キッと急に自転車が止まった。
やっぱり余計な事言ってしまったのかと、ドキドキしていた。
でも振り向いた新くんの表情が柔らかくてほっとする。
「俺は今の自分に後悔はないから。南高行くのだって楽しみだし。っつーか、俺と同じ高校なのがそんなに嫌かよ」
「ち、違うよ!ただ、本当にそれでいいのかなって思っただけで…」
新くんがポンっと私の頭の上に手を置く。
「いいんだって。

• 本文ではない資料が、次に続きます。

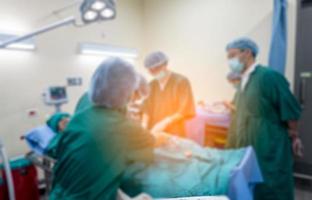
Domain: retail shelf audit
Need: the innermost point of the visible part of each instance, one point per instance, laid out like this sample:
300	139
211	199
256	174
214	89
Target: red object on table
25	184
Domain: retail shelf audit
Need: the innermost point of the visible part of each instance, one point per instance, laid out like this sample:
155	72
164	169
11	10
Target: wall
194	34
24	75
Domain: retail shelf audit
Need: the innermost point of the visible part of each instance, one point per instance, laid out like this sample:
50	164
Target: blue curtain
278	50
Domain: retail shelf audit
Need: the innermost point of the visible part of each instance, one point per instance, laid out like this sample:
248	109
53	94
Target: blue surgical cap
244	43
155	59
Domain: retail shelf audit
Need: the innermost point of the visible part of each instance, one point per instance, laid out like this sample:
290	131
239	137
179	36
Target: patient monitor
55	96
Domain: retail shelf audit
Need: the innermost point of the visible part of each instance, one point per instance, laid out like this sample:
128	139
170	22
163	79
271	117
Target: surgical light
104	9
23	45
90	15
90	10
98	5
107	13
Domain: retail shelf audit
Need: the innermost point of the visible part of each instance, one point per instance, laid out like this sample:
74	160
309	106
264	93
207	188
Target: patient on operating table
183	168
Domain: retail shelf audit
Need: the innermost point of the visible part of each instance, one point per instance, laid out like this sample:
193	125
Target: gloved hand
161	138
162	125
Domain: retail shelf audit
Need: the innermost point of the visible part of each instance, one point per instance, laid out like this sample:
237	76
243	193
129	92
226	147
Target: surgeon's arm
163	124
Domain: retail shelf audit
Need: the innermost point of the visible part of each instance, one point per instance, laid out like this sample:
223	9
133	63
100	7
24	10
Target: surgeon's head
241	54
143	89
113	84
156	63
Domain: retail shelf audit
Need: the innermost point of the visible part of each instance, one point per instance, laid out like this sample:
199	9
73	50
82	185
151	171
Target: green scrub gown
83	103
93	153
176	97
263	110
53	123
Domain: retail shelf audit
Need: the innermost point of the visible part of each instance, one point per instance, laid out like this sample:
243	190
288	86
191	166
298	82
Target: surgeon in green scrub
170	102
57	123
267	115
100	142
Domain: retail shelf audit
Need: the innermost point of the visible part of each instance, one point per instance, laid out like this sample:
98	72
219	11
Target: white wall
24	75
194	34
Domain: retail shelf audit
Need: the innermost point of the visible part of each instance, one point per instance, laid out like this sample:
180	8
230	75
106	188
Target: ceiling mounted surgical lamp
90	11
97	10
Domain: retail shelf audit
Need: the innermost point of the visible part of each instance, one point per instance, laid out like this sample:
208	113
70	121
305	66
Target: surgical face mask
236	65
161	75
236	86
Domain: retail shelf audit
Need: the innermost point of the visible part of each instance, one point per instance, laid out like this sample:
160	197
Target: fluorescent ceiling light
98	5
107	50
24	45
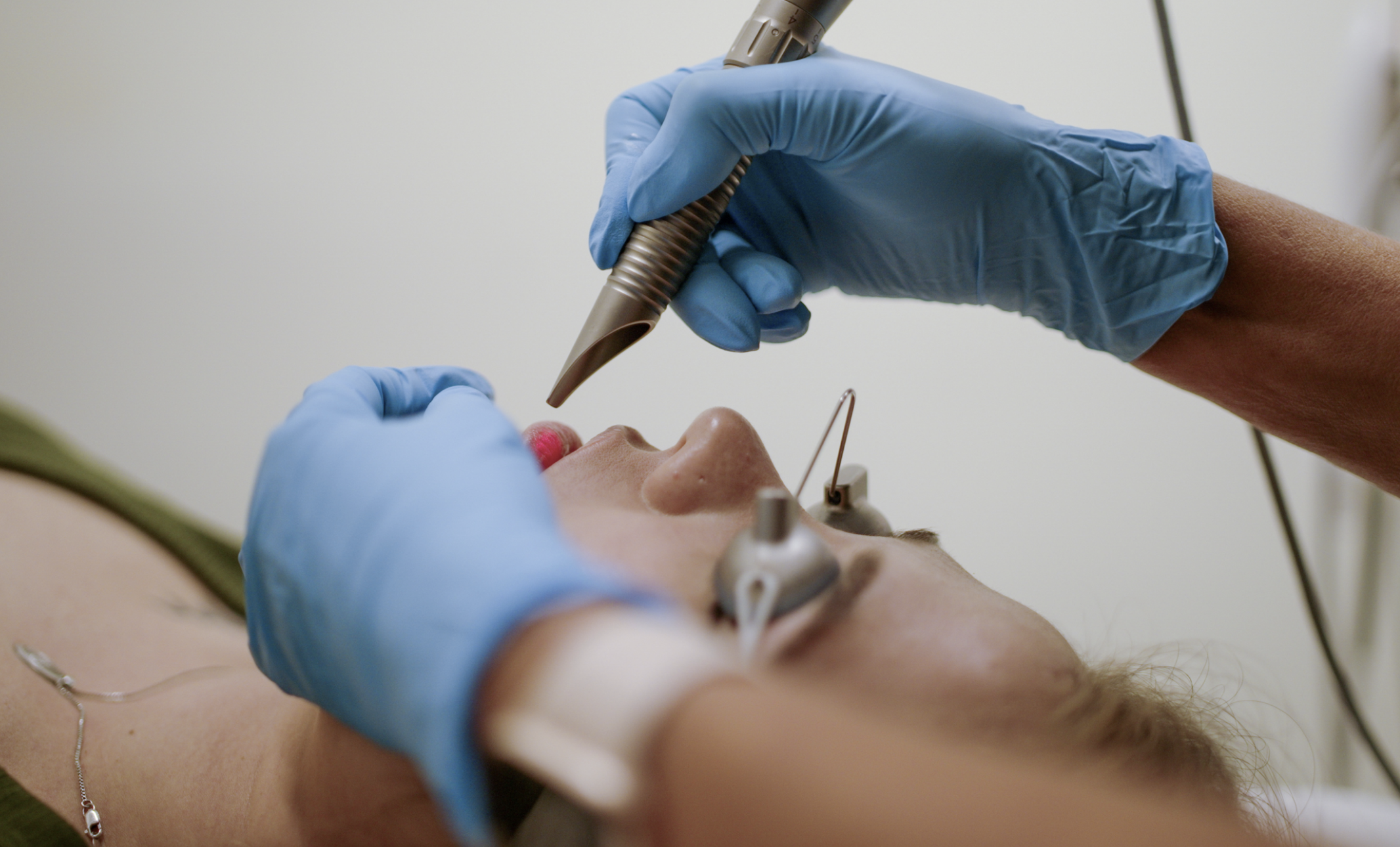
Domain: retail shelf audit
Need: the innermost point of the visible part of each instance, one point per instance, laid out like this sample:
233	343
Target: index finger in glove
376	394
633	121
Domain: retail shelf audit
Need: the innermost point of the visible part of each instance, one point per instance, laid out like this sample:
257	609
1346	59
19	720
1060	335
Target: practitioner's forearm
739	766
1302	337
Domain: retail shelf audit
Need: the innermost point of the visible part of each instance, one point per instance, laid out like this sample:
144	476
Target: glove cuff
584	720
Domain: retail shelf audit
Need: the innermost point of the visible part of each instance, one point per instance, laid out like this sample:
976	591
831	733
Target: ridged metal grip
661	254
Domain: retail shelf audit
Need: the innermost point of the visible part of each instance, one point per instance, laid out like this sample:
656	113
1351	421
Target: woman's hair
1151	723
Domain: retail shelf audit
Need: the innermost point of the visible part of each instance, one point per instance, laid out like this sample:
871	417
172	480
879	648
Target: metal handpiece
660	255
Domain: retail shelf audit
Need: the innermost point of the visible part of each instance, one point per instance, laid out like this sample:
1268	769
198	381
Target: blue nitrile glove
884	183
399	531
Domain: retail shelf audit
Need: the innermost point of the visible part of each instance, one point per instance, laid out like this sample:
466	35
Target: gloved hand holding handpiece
883	183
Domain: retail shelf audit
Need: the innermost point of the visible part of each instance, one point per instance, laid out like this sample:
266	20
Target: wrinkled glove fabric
399	531
883	183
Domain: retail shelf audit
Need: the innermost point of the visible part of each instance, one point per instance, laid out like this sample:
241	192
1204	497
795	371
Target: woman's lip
550	441
628	435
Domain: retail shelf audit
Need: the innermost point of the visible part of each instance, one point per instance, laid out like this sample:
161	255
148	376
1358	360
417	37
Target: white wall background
204	207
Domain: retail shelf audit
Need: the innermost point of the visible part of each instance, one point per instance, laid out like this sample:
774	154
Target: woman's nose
718	464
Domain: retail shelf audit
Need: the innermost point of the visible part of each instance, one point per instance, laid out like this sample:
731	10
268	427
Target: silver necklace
45	667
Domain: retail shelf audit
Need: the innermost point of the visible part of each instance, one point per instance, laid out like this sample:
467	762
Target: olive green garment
27	447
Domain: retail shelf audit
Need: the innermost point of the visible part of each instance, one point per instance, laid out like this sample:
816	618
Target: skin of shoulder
221	759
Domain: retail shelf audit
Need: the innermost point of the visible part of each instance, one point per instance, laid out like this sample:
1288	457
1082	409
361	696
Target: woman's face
906	630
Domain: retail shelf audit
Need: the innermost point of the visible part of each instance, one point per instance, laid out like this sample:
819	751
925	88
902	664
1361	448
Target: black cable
1315	611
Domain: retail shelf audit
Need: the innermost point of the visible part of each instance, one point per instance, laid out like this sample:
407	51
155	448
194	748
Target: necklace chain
47	668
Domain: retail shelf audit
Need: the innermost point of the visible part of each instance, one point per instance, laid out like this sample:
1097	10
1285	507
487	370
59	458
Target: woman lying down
121	593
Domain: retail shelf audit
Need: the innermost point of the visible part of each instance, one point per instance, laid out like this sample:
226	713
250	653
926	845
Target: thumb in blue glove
883	183
399	531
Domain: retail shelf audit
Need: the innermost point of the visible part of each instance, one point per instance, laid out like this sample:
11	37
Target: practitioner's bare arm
1302	339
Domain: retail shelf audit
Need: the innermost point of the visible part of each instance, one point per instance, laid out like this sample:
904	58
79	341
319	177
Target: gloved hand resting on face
888	184
399	531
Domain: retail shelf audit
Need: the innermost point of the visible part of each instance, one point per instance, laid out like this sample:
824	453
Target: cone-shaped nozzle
615	324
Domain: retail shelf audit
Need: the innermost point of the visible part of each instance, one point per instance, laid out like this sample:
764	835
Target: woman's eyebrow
836	607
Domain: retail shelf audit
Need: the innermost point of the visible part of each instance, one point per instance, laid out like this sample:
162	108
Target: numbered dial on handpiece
777	31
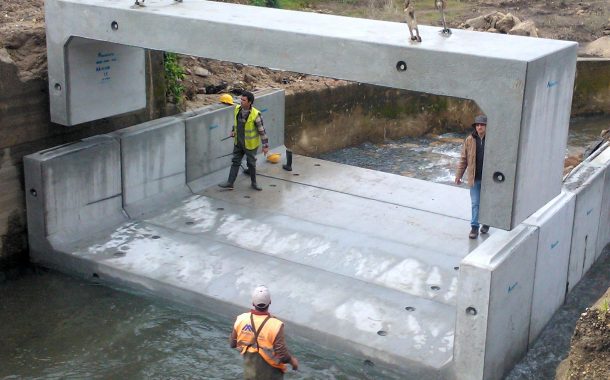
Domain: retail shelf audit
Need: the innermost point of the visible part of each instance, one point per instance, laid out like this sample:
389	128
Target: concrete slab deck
354	254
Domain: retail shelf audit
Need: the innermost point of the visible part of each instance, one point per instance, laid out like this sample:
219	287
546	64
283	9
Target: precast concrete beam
523	84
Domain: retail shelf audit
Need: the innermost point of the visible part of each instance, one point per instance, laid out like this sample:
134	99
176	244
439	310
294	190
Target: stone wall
316	122
592	87
25	128
323	121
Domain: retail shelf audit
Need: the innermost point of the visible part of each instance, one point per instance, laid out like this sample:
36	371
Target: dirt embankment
22	35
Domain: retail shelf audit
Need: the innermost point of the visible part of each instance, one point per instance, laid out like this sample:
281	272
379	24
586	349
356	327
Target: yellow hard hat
274	158
226	99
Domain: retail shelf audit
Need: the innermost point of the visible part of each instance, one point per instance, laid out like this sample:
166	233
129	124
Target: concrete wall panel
554	222
77	188
586	184
152	162
493	306
105	80
207	126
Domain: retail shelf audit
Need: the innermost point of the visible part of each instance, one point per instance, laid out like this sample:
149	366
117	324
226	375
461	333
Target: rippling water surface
54	326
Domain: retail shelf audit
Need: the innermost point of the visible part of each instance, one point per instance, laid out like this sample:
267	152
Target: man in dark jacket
248	134
471	161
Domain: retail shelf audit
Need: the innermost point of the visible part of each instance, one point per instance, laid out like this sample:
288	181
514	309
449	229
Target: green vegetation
174	74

つまんねーとこ真面目に行くよりも、気の合った奴らと楽しい思い出作りてーし」
「そっか…」
新くんの目を見て、それが嘘じゃないと確信した。
その次の瞬間、新くんの手の甲が、私の額を触った。
「え……」
「ん。熱はねぇな」
「熱?」
「さっきプリクラ撮ったあと顔赤くなってたじゃん。りりは色白だからわかりやすいよな」
あ…陽太くんに触られそうになった時のことを思い出した。
「隙がありすぎだよなー、こーやって俺にも簡単に触られちゃうし」
額に触れていた新くんの手の甲が、ゆっくりと下に降りてくる。
そして私の右頬に当たった。
「梨々花!?」
突然、聞き覚えがある声がして、思わず新くんから離れた。